Daneben existiert um die Memorandum-Gruppe, die Zeitschrift “Sozialismus” etc. ein reformistisch-sozialdemokratisches Spektrum, das in erster Linie nach Gestaltungs-möglichkeiten im Rahmen des bestehenden Systems sucht, d.h. die Systemgrenzen allenfalls im Diskurs überschreitet bzw. für überschreitbar hält. Maßgeblich aus diesen Kreisen entwickelte sich die sog. Wahlalternative für soziale Gerechtigkeit als selbsternannte “Bewegungspartei”, die “unter den gegebenen Verhältnissen” eine – parlamentarische – Oppositionspartei sein will. Sie stößt damit in das Vakuum, das die Sozialdemokratie durch ihren vollständigen Übertritt auf die Seite der Bourgeoisie und deren Interessenvertretung hinterlassen hat. Auch diese Entwicklung hat ihre historische Parallele – in der USPD als der Partei des organisierten Zentrismus (weder sozialdemokratisch noch kommunistisch, sondern versöhnlerisch zwischen beidem schwankend), als Reaktion auf eine Sozialdemokratie, die zu Beginn des Ersten Weltkriegs offen auf die Seite des deutschen Imperialismus und in der Novemberrevolution auf die Seite der Konterrevolution übergegangen war, wobei bislang unklar ist, ob diese “Wiederholung” der Geschichte die Form der Farce annehmen wird.
Diese “Bewegung” wird maßgeblich von progressiven Vertretern der Arbeiteraristokratie und hiervon insbesondere ihrem bürokratischen (d.h. von Lohnarbeit freigestellten) Teil rekrutiert.
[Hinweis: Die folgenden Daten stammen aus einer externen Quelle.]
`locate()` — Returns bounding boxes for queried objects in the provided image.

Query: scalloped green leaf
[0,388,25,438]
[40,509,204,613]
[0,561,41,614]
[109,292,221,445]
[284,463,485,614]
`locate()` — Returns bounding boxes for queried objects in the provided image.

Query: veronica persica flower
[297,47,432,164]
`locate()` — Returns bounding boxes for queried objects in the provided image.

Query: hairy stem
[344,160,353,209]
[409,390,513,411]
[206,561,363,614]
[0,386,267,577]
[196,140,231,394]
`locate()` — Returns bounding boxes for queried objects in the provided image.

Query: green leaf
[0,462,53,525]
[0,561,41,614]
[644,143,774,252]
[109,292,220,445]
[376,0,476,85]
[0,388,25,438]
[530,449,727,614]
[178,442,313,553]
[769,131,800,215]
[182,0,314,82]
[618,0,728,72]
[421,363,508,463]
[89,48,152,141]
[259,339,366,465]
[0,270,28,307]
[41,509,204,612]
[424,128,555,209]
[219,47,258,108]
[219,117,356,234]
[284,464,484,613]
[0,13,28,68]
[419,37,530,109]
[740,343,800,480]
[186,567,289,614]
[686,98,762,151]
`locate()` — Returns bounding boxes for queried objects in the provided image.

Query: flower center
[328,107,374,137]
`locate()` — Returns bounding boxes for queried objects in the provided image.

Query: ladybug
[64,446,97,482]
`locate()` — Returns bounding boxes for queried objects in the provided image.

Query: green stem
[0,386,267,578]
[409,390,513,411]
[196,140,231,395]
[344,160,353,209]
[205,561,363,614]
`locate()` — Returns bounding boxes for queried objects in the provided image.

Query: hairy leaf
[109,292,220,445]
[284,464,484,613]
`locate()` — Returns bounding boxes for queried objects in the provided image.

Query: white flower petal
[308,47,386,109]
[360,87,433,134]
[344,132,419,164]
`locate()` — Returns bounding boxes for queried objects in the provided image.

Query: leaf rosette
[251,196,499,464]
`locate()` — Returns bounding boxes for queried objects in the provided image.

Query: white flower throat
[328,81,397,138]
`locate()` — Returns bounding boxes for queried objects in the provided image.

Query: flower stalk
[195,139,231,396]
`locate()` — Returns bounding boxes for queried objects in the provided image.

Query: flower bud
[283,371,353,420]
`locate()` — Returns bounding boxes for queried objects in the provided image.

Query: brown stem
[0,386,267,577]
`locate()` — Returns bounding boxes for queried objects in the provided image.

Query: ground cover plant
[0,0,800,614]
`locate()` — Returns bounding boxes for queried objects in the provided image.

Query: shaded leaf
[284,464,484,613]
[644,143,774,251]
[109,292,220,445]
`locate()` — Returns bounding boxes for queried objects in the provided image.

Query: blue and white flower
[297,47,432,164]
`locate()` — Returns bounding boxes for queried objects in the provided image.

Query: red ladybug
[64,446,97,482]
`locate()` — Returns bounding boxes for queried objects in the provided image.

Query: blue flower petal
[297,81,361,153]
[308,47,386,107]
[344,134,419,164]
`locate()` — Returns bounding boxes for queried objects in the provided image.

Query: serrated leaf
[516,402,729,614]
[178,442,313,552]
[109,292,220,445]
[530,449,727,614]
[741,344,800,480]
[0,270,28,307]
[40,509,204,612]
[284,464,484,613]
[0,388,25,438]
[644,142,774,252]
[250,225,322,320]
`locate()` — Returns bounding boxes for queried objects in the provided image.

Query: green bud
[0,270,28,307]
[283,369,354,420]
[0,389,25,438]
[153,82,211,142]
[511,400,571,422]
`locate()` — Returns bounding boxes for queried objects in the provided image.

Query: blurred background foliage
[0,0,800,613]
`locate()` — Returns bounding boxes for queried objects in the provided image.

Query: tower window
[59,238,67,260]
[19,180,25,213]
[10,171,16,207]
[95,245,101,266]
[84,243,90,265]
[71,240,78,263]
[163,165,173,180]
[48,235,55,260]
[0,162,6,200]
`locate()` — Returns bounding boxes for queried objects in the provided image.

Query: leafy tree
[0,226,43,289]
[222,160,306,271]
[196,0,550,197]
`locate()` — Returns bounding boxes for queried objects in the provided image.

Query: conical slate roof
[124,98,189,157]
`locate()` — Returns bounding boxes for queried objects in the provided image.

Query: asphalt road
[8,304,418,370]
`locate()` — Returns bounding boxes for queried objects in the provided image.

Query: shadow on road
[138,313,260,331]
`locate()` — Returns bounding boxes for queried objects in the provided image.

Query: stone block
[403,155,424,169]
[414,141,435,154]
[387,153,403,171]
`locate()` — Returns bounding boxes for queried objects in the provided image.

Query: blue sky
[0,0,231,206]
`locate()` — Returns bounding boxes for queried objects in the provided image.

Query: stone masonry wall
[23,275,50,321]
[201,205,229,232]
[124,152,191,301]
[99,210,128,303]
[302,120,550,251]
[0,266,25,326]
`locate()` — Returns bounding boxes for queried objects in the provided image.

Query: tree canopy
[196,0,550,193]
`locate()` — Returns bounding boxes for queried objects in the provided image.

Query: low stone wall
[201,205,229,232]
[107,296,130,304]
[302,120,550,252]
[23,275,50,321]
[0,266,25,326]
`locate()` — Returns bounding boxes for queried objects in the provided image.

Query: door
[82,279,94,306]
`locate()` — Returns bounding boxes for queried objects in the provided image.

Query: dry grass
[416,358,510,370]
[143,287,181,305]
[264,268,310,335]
Ihr vorrangiges Ziel ist der “Erhalt des Sozialstaats”, d.h. die Besitzstandswahrung der privilegierten Lohnarbeiter und Kleinbürger, die durchaus auch über Kleineigentum und Ersparnisse verfügen, demnach etwas zu verlieren haben. An dieser Stelle sind zwei Tendenzen auszumachen: eine progressive, die den Preis der Ware Arbeitskraft gegen die Angriffe des Kapitals und seiner Versuche des Dumpings unter die Reproduktionskosten verteidigt, und eine sozialchauvinistisch-reaktionäre, die den Kampf um den “Standort Deutschland” als potenter Konkurrent auf dem Weltmarkt sowie den Kampf um die “Stärkung des Binnenmarktes” im klassenübergreifenden Interesse der Verbraucher wie der Unternehmer (mit)propagiert. “Linksradikale” Kritik und Vertreter werden dabei in aller Offenheit ausgegrenzt.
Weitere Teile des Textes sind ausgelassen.